I've written stories set in places that I've never been to. I set a story in Shanghai. Never been there. I set stories in cities in America I've never been to.

What you "know" is subjective. You don't have to GO somewhere to know stuff about it. That's why I hate that rule. I never follow it. And if you do, I firmly believe you're severely limiting your writing and imaginative capabilities.

So you don't know what a place is like. READ. ASK. RESEARCH. BE IMAGINATIVE. That's what I do.
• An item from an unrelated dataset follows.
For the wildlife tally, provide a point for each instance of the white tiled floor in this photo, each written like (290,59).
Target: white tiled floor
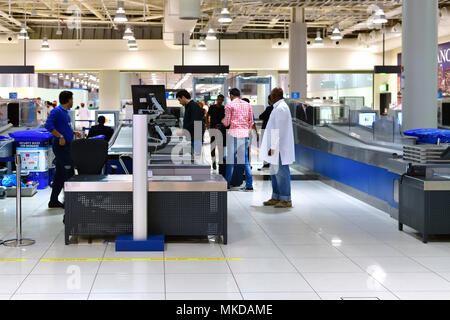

I'm willing to bet that almost nobody on this forum has EVER gone to New York, London, San Francisco, Shanghai, Singapore, Paris, Melbourne, Los Angeles, CHicago or Toronto in the 1920s and 30s.

But that doesn't stop people writing about it. But how can they? They don't KNOW ANYTHING about those places because they've never been there at that time.

Or have they?

See my point?

I'm willing to bet that nobody here has ever gone to the moon or been to space. Does that stop people writing science-fiction? I'm willing to bet most people here have never flown an airplane or gone to sea. Does that stop them writing maritime adventures or round-the-world quests?

I bet nobody here has ever experienced the American Civil War. Doesn't stop people writing fiction pieces about it. Or any other war for that matter.

It
Is
A
Stupid
Rule.

Ignore it.

You're only limited by what you read and research about. You're only limited by your interest and your determination. "Knowing" is irrelevant.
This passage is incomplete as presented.